On retrouve dans le film les archétypes jungiens définissant les quatre fonctions de l’activité mentale[10] : la sensation, l’intuition, la pensée, le sentiment. On peut mettre ces quatre fonctions en parallèle des quatre éléments : les expériences sensorielles sont symbolisées par le feu, la perception d’éléments invisibles est l’air, la logique et le raisonnement sont la terre, et les valeurs et les jugements sont l’eau. Partant de ce postulat, on peut voir ce que les quatre personnages de Délivrance représentent : le feu pour Lewis (ses envolées lyriques nietzschéennes, sa sexualité virile exacerbée), la terre pour Bobby (assureur, matérialiste et bon vivant, le redneck le violera en lui enfonçant la tête dans la boue), l’eau pour Drew (il est celui qui en appelle à la loi, il barbotte dans un ruisseau le matin du deuxième jour, son cadavre disparaît dans l’eau par deux fois), et l’air pour Ed (il devra escalader une montagne pour accomplir pleinement son destin[11] : tuer un être vivant, innocent ou pas).

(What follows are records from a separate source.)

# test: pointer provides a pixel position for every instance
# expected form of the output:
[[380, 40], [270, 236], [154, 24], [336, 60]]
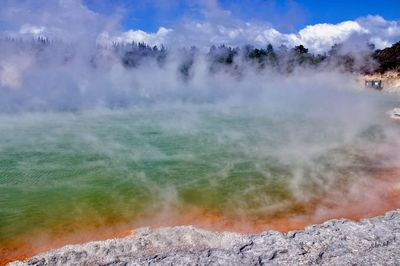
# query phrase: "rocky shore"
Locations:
[[374, 241]]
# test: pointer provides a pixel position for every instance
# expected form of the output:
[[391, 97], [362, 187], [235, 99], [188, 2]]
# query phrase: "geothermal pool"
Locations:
[[67, 177]]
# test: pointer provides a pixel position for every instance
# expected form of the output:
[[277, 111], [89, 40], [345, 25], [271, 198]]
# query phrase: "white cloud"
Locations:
[[30, 29], [71, 20], [318, 37]]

C’est très certainement pour arriver à faire transparaître ces fonctions archétypales que Boorman refusa d’adapter à l’écran les 60 premières pages du roman. Pour lui, c’était une psychologisation qui n’avait pas d’importance dans son cinéma.
Dans sa rhétorique cinématographique, Boorman aime bien saboter de la lisibilité du récit – l’ouverture de Point Blank en est une des preuves les plus flagrantes. Sabotage qui a pour effet de nous conduire à abandonner le premier degré de lecture du film pour rentrer dans un rapport symbolique et dialectique. Il y a toujours dans son cinéma une opposition entre deux mondes, qu’elle soit formelle (polar hard boiled américain face aux nouvelles vagues européennes dans Point Blank en 1967), conceptuelle (science contre religion, Bien contre Mal dans L’Exorciste II en 1977, les anciens dieux face au Dieu Unique dans Excalibur en 1981), culturelle (un américain et un japonais dans Duel dans le Pacifique, le monde urbain et le monde rural dans Délivrance en 1972, le monde civilisé face aux tribus primitives dans La Forêt d’Emeraude en 1985) ou sociale (les riches et les pauvres dans Leo the Last en 1970, les Terres extérieures et ses mortels face au Vortex et aux immortels dans Zardoz en 1974).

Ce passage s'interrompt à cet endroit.